Nasza Loteria NaM - pasek na kartach artykułów

Bakero: Polonia będzie jak Liverpool

Redakcja
fot. Marcin Obara
Z José Mari Bakero, legendą Barcelony i trenerem Polonii Warszawa, rozmawiają Maciej Stolarczyk i Hubert Zdankiewicz

Pamięta Pan taki mecz? 1988 rok, Poznań. Wielka Barcelona z José Mari Bakero była o krok od odpadnięcia z Pucharu Zdobywców Pucharów. Uratował Was Antonio Zubizarreta, który obronił rzut karny Bogusława Pachelskiego.
Pamiętam doskonale. Wcześniej Alexanco dwa razy podchodził do karnego, bo sędzia nakazał powtórkę, i... dwa razy spudłował. Ależ były wtedy nerwy.

Gdyby ktoś wtedy powiedział Panu, że będzie trenerem w Polsce, uwierzyłby Pan?
Nie trzeba wybiegać w przeszłość aż tak daleko. Nawet, jakby ktoś powiedział mi to półtora miesiąca temu, to też bym nie uwierzył (śmiech).

Jak zaaklimatyzował się Pan w naszym kraju? Śnieg i mróz to niezbyt często spotykane w Hiszpanii zjawiska.
W San Sebastian, gdzie się urodziłem, temperatury zimą spadają w okolice zera, więc nie jest to dla mnie całkiem nowa sytuacja. Natomiast w Barcelonie, gdzie spędziłem 20 lat życia, śnieg na ulicach zalegał chyba tylko raz. Do pogody w Polsce muszę się przyzwyczaić, więc nie ma co narzekać. Zresztą gdy grałem pod koniec kariery w meksykańskim CD Veracruz, to w południe było 40 stopni w cieniu i 95 procent wilgotności. Zdecydowanie wolę więc polski klimat. W ogóle podoba mi się w waszym kraju.
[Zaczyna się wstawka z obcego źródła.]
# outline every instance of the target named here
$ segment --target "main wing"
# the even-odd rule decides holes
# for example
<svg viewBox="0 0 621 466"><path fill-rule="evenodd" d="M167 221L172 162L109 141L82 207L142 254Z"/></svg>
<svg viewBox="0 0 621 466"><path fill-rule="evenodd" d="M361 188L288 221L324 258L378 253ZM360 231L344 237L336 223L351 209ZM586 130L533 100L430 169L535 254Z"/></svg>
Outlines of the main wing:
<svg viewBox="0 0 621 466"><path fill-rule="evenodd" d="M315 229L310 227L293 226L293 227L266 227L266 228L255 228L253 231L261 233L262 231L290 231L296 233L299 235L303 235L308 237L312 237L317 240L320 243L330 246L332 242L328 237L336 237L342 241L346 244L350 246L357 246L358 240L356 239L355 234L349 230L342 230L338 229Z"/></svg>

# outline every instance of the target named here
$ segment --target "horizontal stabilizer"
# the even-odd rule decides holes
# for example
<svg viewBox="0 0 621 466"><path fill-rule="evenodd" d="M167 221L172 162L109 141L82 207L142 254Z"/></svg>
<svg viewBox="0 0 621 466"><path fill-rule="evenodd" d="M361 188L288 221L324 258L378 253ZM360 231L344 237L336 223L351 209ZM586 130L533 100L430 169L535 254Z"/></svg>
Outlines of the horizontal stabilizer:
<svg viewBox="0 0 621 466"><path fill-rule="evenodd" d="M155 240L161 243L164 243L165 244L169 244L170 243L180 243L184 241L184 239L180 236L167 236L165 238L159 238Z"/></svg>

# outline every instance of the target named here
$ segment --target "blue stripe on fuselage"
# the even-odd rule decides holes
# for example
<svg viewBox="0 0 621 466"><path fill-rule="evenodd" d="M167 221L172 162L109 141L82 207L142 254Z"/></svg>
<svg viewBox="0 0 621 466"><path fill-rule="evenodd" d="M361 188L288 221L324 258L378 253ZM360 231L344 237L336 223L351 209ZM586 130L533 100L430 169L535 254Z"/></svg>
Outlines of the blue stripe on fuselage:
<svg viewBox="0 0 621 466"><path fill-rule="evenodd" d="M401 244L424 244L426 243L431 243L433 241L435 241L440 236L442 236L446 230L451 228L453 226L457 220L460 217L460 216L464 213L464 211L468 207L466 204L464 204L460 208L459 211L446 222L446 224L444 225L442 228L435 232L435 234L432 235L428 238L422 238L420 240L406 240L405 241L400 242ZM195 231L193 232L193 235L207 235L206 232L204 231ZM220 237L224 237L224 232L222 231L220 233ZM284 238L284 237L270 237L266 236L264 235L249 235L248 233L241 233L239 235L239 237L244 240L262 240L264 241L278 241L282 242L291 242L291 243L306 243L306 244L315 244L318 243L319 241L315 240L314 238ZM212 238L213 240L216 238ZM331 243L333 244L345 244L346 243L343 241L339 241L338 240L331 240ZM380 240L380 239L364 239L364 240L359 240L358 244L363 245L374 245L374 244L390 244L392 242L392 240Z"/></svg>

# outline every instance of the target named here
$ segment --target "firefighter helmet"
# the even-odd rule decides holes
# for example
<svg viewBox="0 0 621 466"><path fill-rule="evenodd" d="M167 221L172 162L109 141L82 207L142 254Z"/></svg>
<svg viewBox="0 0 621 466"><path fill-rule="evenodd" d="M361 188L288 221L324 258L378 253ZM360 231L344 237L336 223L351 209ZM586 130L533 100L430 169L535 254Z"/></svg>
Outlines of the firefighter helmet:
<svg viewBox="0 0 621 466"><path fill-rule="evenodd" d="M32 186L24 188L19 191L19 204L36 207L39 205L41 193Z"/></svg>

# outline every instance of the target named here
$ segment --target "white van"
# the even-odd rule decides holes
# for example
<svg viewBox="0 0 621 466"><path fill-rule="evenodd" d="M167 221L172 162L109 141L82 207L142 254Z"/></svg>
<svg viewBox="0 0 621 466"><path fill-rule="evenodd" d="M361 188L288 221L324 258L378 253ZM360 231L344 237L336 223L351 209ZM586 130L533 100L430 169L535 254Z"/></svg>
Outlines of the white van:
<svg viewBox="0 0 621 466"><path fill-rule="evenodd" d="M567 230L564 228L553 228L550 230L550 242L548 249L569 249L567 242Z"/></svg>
Przypomina Pan Leo Beenhakkera. On też mówił na początku, że Polska jest piękna i mamy tu dobrych piłkarzy. Później jednak zmienił zdanie.
Jestem w takim wieku, że nie lubię gadać głupot. Skoro mówię, że macie niezłych piłkarzy, to tak myślę. Uważam, że powinniście uzbroić się w cierpliwość. Tworzenie mocnych struktur piłkarskich wymaga czasu, nie można zrobić jednego dużego kroku, tylko dziesięć mniejszych.

Nasza niecierpliwość wynika z historii. Przez prawie pół wieku eksperymentowano u nas z tzw. realnym socjalizmem i świat trochę nam przez to uciekł. Teraz chcemy go jak najszybciej dogonić. Zdaje Pan sobie sprawę, że to oznacza pracę pod dużą presją?
Ależ my przez 40 lat też mieliśmy ciężko, gdy krajem rządził generał Franco. Tak naprawdę Barcelona stała się wielka dopiero jakieś 20 lat temu. Naszym klubom pomogło też wejście do Unii Europejskiej i w Polsce potrzebny jest taki sam proces. Największym problemem waszego futbolu jest brak dobrej struktury, odpowiednich warunków do rozwoju młodzieży. Obecni 10-latkowie, gdyby mieli warunki, za 15 lat graliby w największych klubach Europy. Polska już się zmienia, tak jak zmieniała się Hiszpania. Widzę to po moich podopiecznych, którzy chcą się rozwijać nie tylko piłkarsko.

Jakie największe braki widzi Pan u polskich piłkarzy?
Nie byłoby w porządku wytykać wam błędy. Jestem tu gościem.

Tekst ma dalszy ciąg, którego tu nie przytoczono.